‘This Is 40’: The blight of Apatown

December 21, 2012

Foul-mouthed without being particularly funny, involved without being compelling, Judd Apatow’s “This Is 40” wants to be deeper than it really is. Which is an Apatowian trademark.

Apatow aspires to be a contemporary Frank Capra – albeit one with fart and blowjob jokes. But his movies are always about the same thing: the quest for an idealized nuclear family, despite the various pressures of contemporary society.

In some ways, Apatow represents a very conservative viewpoint, one traditional enough to warm the cockles of Bill O’Reilly’s heart, if O’Reilly had a heart (and if there weren’t all of those dick jokes). Apatow’s spirit, thankfully, is much more vulgar and anarchic than the lifestyle his central characters always seem to crave in the world that has come to be known as Apatown.
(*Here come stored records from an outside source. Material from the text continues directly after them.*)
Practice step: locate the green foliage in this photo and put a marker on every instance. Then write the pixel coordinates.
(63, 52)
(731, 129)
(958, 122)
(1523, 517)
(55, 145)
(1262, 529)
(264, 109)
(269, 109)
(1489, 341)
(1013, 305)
In the case of this film, it’s the ravages of age – or the perceived ravages – that threaten the marriage of Pete and Debbie (Paul Rudd and Leslie Mann). The couple had been introduced in Apatow’s “Knocked Up,” as a similarly self-delusional couple, who resent the amount of pretending they do in their marriage to keep the other one happy.

In “Knocked Up,” both Pete and Debbie had to figure out what they valued in their relationship, in the background of the Seth Rogen-Katherine Heigl main story. Now, in “This Is 40,” it’s a few years later, Pete and Debbie are still together and they still drive each other a little nuts. That, Apatow seems to be saying, is the constant state of being married: You get to spend your time with someone you love, even though part of the time they make you crazy. Pretty accurate, I’d say.

Now the two of them are both about to celebrate their 40th birthdays. But while Pete embraces the distraction the birthday offers (because it takes his mind off the fact that his business is about to collapse), Debbie refuses even to concede that this is her 40th. She’s stuck at – and sticking to – 38.

And that, it seems, is the sum of the plot that Apatow came up with. Not that there aren’t events; it’s just that they barely add up to a story, let alone an actual plot. Instead, we’re presented with an aggregate of scenes of the family having fun and being unhappy; one assumes that this is meant to show both sides of the equation and how keeping a positive attitude is what makes it worth going through the tougher times.

To its credit, at a time when more and more marriages end in divorce, often quickly, this is a film about the need to think long-term, rather than being ruled by emotions of the moment. Marriage, Apatow maintains, means the ability to live through the bad stuff because you believe in the good stuff.

Unfortunately, Apatow has trapped his characters in a feel-bad story that seems to spiral out of the characters’ control and portend doom. There is no surprise reversal that is going to come and help avert the financial and business crisis that seems preordained. And yet Apatow casts it all in a bittersweet light that is decidedly heavy on the Splenda.

More to the point, Apatow has gotten even lazier as a writer. There are numerous moments when the director lets someone in the cast – Rudd, Mann, even Melissa McCarthy, in a brief but memorable role – start improvising, letting the camera roll while they riff on endlessly and, too often, fruitlessly.

Apatow even does it with his own daughters, Maude and Iris, who play Pete and Debbie’s kids, as they did in “Knocked Up.” But he only gives them shtick – about how they’re the bickering hormonal older sister and teasing younger sibling – but they’re not actors, so, really, it’s what they’re capable of. And they’re still annoying. He includes several scenes of their interaction, as though these girls are as important to the story as the adults. They aren’t, nor are they written well enough to be.

There are laughs in “This Is 40,” but not nearly enough. Apatow even commits the mortal sin of squandering the talents of the great Albert Brooks, as Rudd’s mooch of a father, caught in a late-life marriage with young offspring. Brooks gives the character more depth and layers than the writing does. So, for that matter, does John Lithgow, as Mann’s withholding father.

Rudd and Mann are attractive and talented players and you want to root for them. But you also wish they had an actual story to work with, instead of yet another self-indulgent Apatow wank-off. I’ve said it before and I’ll continue to say it: Even as far back as “The 40 Year Old Virgin,” his first film, Apatow has yet to make a movie that wouldn’t be improved by taking out at least 20 minutes.

As he ages, Apatow has lost interest in the bad-boys’ quest to shock the laughter from his audience – or at least to only do that. He wants to go deeper, to find laughs in less obvious parts of the human experience. But so far, he hasn’t shown much of a knack for melding the two, with “This Is 40” as the latest self-indulgent example.